# $2 million net worth ....question?



## jargey3000 (Jan 25, 2011)

I was looking at some numbers with a neighbor/friend.... Suppose a person had a "net worth" of a little over $2 million. This figure is arrived at by adding up all assets (EXCLUDING own home, which she owns, no mortgage), then subtracting all liabilities, which are few. Most of the assets are in fixed income or low-risk accounts - registered & non-registered, and bank accounts. Annual income approx. $50.000. Age 62. No dependents. Would such a person be considered "rich", in canada today. I wonder how many CMF-ers are in similar -or better- financial circumstances?


----------



## NorthernRaven (Aug 4, 2010)

The short answer is "yes", for most reasonable definitions of rich. $500K net worth would put a single person in the top 20% of single person households, and $2M+ if probably well well inside the top 10%. You'd want to define "rich", whether they are single or not, etc. Note that net worth would normally include the house. You'd also want to value any DB pension (perhaps in terms of annuity). Money in an RRSP should probably be discounted somehow for eventual tax to be paid on it.

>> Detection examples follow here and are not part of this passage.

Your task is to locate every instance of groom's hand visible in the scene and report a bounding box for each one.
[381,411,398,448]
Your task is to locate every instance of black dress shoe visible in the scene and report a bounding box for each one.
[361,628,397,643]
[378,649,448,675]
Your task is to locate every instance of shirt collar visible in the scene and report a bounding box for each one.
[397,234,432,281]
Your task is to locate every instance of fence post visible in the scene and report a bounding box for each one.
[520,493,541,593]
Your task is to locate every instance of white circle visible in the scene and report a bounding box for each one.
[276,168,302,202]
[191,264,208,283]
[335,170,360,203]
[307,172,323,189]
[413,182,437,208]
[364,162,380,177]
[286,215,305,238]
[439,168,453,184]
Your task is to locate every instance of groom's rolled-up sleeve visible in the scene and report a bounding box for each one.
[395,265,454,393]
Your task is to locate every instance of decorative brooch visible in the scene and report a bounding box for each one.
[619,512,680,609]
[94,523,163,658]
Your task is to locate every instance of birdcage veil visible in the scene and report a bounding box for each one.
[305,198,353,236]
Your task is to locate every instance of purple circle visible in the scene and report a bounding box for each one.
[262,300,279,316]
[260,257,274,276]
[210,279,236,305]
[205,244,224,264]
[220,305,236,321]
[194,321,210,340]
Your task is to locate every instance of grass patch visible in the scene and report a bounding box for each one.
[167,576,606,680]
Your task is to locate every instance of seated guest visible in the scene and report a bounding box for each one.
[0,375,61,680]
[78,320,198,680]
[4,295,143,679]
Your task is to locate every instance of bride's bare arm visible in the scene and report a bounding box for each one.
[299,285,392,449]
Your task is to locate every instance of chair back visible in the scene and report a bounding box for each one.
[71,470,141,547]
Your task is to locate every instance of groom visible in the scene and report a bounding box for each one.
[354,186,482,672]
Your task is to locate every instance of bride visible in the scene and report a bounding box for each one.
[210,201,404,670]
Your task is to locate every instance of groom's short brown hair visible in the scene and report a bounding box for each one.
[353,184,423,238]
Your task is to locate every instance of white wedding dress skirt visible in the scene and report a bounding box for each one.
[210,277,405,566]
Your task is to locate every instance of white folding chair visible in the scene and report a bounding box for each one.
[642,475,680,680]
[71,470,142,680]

There's StatsCan data on net worth that can be called up. Be careful of "average" - for the top 10%, for instance, an average may be skewed by the very richest 1% or better - median values can be more useful. There was a big thread either here or RFD (or both) on net worth awhile back.


----------



## Beaver101 (Nov 14, 2011)

^ Such excellent memory - here was that thread on CMF http://canadianmoneyforum.com/showthread.php/32473-Net-worth/page5 ... conclusion: lots of Ultra-Rich folks on here.


----------



## heyjude (May 16, 2009)

Your friend's Net Worth includes her home, so it is approximately $2.5 million. By any common definition, she is "rich". If her investments kept up with inflation (which doesn't seem likely from the information presented) she could spend 2-3% of that number every year and probably never run out of money.


----------



## jargey3000 (Jan 25, 2011)

thanks guys


----------



## dadaswell (Jan 6, 2016)

How does one figure out the net value of a defined benefit pension?


----------



## NorthernRaven (Aug 4, 2010)

dadaswell said:


> How does one figure out the net value of a defined benefit pension?


You could try and get a transfer ("commuted") value from the plan administrator. Or figure out how much the pension would pay, and price out what it would cost to buy an equivalent annuity, which should give a ballpark value.


----------



## Rusty O'Toole (Feb 1, 2012)

Better than a kick in the butt with a frozen mukluk. I would say in today's economy that she would be well off but not rich in the Rolls Royce and yacht sense.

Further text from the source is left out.